To unlock the Silent, simply defeat the Act 1 Boss with the Ironclad. To unlock the Defect, you must achieve five total victories across any characters. To unlock the fourth and final character, the Watcher, you must defeat the Act 3 Boss with the Ironclad, Silent, and Defect. Take your time with each character. They all play fundamentally differently, and mastering the Ironclad's brute-force approach will not help you when you switch to the Silent's intricate poison mechanics.

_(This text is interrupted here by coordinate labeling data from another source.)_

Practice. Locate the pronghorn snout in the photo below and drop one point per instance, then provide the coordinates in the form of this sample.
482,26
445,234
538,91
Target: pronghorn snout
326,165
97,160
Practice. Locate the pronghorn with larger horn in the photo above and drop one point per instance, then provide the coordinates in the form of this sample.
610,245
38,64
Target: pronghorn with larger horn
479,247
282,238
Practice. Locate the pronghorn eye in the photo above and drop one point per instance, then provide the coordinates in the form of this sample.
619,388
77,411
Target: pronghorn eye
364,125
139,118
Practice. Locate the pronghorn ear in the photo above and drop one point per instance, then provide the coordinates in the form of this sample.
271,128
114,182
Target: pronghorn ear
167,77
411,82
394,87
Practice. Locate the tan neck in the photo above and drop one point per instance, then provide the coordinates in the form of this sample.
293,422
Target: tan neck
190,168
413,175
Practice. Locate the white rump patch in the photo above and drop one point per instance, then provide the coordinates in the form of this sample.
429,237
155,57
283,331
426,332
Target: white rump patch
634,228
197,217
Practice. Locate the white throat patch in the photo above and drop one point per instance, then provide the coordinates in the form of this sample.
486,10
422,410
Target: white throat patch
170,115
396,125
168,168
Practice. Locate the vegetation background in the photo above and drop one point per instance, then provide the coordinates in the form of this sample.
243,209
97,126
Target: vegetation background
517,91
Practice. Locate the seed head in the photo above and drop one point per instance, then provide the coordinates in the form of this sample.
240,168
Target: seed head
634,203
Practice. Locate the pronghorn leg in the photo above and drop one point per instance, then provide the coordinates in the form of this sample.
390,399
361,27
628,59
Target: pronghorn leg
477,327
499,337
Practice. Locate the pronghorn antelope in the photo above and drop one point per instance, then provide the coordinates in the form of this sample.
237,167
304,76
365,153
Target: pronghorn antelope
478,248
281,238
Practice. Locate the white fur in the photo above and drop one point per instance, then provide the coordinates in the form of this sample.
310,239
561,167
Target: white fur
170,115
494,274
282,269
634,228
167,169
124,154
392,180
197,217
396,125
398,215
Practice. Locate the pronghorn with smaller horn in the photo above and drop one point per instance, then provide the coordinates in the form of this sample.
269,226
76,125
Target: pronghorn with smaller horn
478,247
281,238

Resources & Where to Find Help

Slay the Spire has one of the most dedicated and analytical communities in gaming. Because the game is entirely single-player, the community exists purely to share knowledge, analyze math, and help each other improve.

Community Discords

The official Slay the Spire Discord server is the best place for real-time help. If you post a screenshot of your deck and ask for advice on which path to take or which card to pick, veteran players will usually respond within minutes with detailed mathematical breakdowns of why one card is better than another. There are also character-specific Discord servers that dive incredibly deep into advanced strategies for individual classes.

Wikis and Databases

The Slay the Spire Wiki on Fandom is an exhaustive database. If you want to know the exact math behind how the "Runic Cube" relic works, or what the exact odds of finding a specific rare card are, the wiki has the answer. Additionally, websites like SpireStats aggregate data from thousands of runs to show you the actual win rates of specific cards and relics, proving which cards are genuinely overpowered and which are traps for new players.

YouTube and Streaming

If you are a visual learner, YouTube is an invaluable resource. Creators like Jorbs are widely considered the best Slay the Spire players in the world. Watching his VODs is like taking a masterclass in probability, risk assessment, and deckbuilding theory. Be warned: his videos are long and highly analytical. If you want something more accessible and beginner-friendly, look for condensed guides focusing on specific characters or beginner mistakes. Watching streamers on Twitch is also highly recommended, as many of them are happy to answer questions from new viewers in chat while they play.

Remember that Slay the Spire is a game of probability, not certainty. You will make the mathematically perfect decision and still lose to a string of bad luck. Do not let the pursuit of a perfect win rate steal your enjoyment of the game. Embrace the bad runs, learn from your mistakes, and slowly but surely, you will learn to slay the Spire.